私は手を海水につけて思いっきり純にかけた。純の全身はびしょ濡れだ。

「やったな!このやろー」

「きゃー!」

純も私に水をかけてきて、お互いびしょ濡れになった。だから歯止めが効かなくなり、身体が海水で重くなるまでかけあった。それが楽しくて、この時間が終わってしまうのが怖かった。

「はぁ...少し休憩しよ。」

「そうだな。めっちゃ疲れた。」

私達は荷物を置いて来た所に戻り、転がった。真夏の太陽が焼きつけてきて暑かったが、これも青春だなぁと思った。

「なぁ桜。」

転がっていつ話しを切り出そうか考えていると、いつの間に起き上がった純が私の名を呼んだ。その声は真剣で、ああもう楽しい時間は終わりだなと直感した。だから私も起き上がった。

「何?純。」

「俺、桜がいつもと違う事気づいてるよ。でも桜が言ってほしくなさそうだったから言わなかった。...俺が言おうとしてる事にも影響ありそうな気がしたから。」

「これから言おうとしてる事...?」

純はカバンから紙袋を出し、中身を出すとすぐ私の腕につけた。

「え...これ...」

腕につけられたのは先程の店で買うのを断念したブレスレットだった。

「もう気づいてるかもだけど、桜、俺、桜の事好きだ。ずっと大事にするって約束する。だから付き合ってくれないか?」

...ああ、言われてしまった。私が先に病気の事言わなければいけなかったのに。純はどれほど勇気を出して告白してくれたのだろう。

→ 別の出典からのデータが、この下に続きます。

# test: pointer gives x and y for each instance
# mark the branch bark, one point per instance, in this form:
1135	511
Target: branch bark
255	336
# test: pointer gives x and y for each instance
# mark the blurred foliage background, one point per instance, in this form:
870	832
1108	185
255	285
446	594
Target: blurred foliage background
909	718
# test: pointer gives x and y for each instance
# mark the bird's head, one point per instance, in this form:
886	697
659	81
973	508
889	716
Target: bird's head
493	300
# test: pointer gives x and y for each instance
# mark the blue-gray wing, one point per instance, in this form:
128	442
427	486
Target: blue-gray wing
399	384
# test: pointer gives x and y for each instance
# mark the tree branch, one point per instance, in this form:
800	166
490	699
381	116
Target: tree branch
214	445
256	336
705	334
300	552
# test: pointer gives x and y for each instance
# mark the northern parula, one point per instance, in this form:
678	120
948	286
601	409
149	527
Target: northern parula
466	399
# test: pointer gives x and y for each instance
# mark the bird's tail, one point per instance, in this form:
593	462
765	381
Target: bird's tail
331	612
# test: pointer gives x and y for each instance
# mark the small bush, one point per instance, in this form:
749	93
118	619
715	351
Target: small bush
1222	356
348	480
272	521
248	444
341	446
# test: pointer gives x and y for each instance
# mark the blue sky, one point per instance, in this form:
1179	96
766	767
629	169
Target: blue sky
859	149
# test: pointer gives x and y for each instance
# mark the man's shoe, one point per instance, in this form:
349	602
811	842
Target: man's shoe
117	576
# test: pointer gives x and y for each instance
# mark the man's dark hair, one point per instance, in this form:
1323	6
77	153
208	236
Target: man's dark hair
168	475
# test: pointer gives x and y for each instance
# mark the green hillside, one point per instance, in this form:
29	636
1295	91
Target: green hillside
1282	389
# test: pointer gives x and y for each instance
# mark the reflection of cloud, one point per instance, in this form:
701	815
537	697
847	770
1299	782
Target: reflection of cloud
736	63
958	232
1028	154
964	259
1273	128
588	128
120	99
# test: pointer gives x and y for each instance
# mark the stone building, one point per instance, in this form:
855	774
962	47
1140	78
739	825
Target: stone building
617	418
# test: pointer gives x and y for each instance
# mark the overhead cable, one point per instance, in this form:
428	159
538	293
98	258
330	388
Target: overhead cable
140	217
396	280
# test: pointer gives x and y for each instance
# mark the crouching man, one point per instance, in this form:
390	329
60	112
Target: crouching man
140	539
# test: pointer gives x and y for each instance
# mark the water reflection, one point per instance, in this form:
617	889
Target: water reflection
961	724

私だって純の事好きだよ。でもね、付き合う訳にいかないの。私は病気だから。純と一緒に歳をとっていく事が出来ないから。

「あ...急で驚いたよな。ごめんな、返事は急がないから。ゆっくり考えてくれたらいいよ。」

純は何も言わない私を返事に困っていると思ったのだろう。違う、違うの。だからそんな顔しないで...。